Jesus sent them ahead in pairs to every town and place he intended to visit” (Luke 10:1).
The Word of God is always good news. Even when the themes are challenging or cautionary, the voice behind them is calling us to greater life.
When Ezra read the Book of Law to the assembled people, they wept to realize that their own failure to keep the Covenant had led to the defeat of Israel and the long exile and captivity in Babylon. Now restored to their homeland, the people understood their chastisement and were determined to live differently. Ezra urged them to celebrate God’s mercy in giving them another chance.
Jesus sent his disciples ahead of him to announce the Good News, which entered the homes and hearts of those who received them, healing illnesses and restoring peace to families. It must have been a daunting assignment for the disciples to go out without resources or protection to do these “cold-calls” in places that did not always accept them.
So Jesus sent them two by two, establishing a pattern that was not just reassuring for them, but also gave them the experience of forming friendships and little communities of purpose before extending the network of relationships that became the church.
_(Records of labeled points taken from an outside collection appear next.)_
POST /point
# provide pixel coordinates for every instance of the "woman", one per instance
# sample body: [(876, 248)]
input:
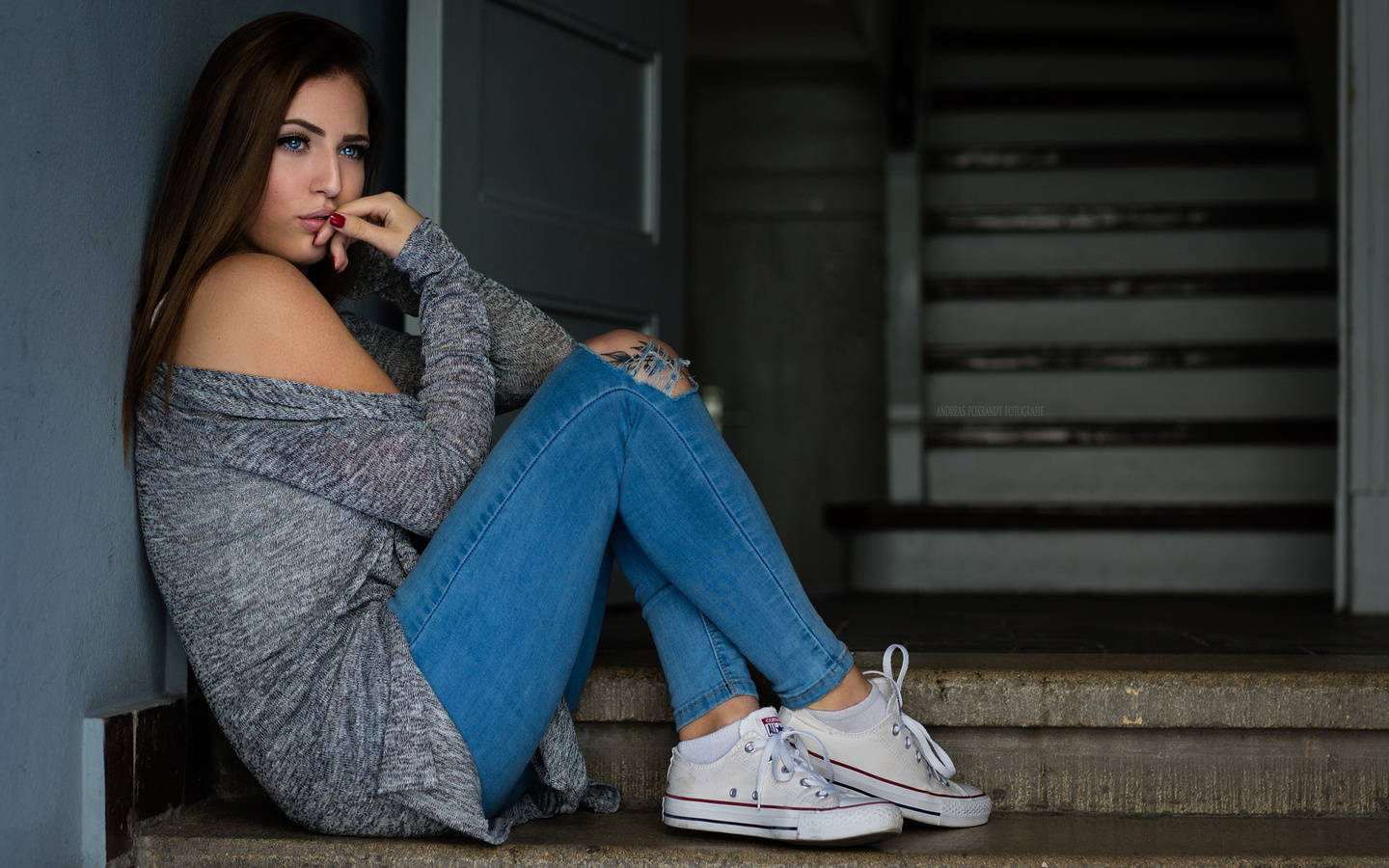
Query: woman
[(290, 464)]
St. Paul was never without companions on his missionary journeys, going with Barnabas, then Timothy and, some say, Luke, the author of today’s Gospel. In rejoicing in the faith communities he formed, Paul always acknowledged the men and women who were his partners in spreading the faith.
Jesus deliberately made his disciples dependent on the hospitality of the people they were encountering. They came without food or money, not even shoes, defenseless like “lambs among wolves” to demonstrate the power of weakness at the heart of the Gospel, to offer love to every open heart. Humility would win converts that credentials and skill would not attract.
We are called to this quiet approach, sincerity and spirit of service in conveying the Good News to others, especially those who resist us or are suspicious of our motives. Winning hearts has never been easy, but it is the way of the Gospel. Listening opens more doors than preaching. Actions speak volumes. On this eve of the feast of St. Francis of Assisi, we recall his advice to his little brothers. “Preach the Gospel, and use words if necessary."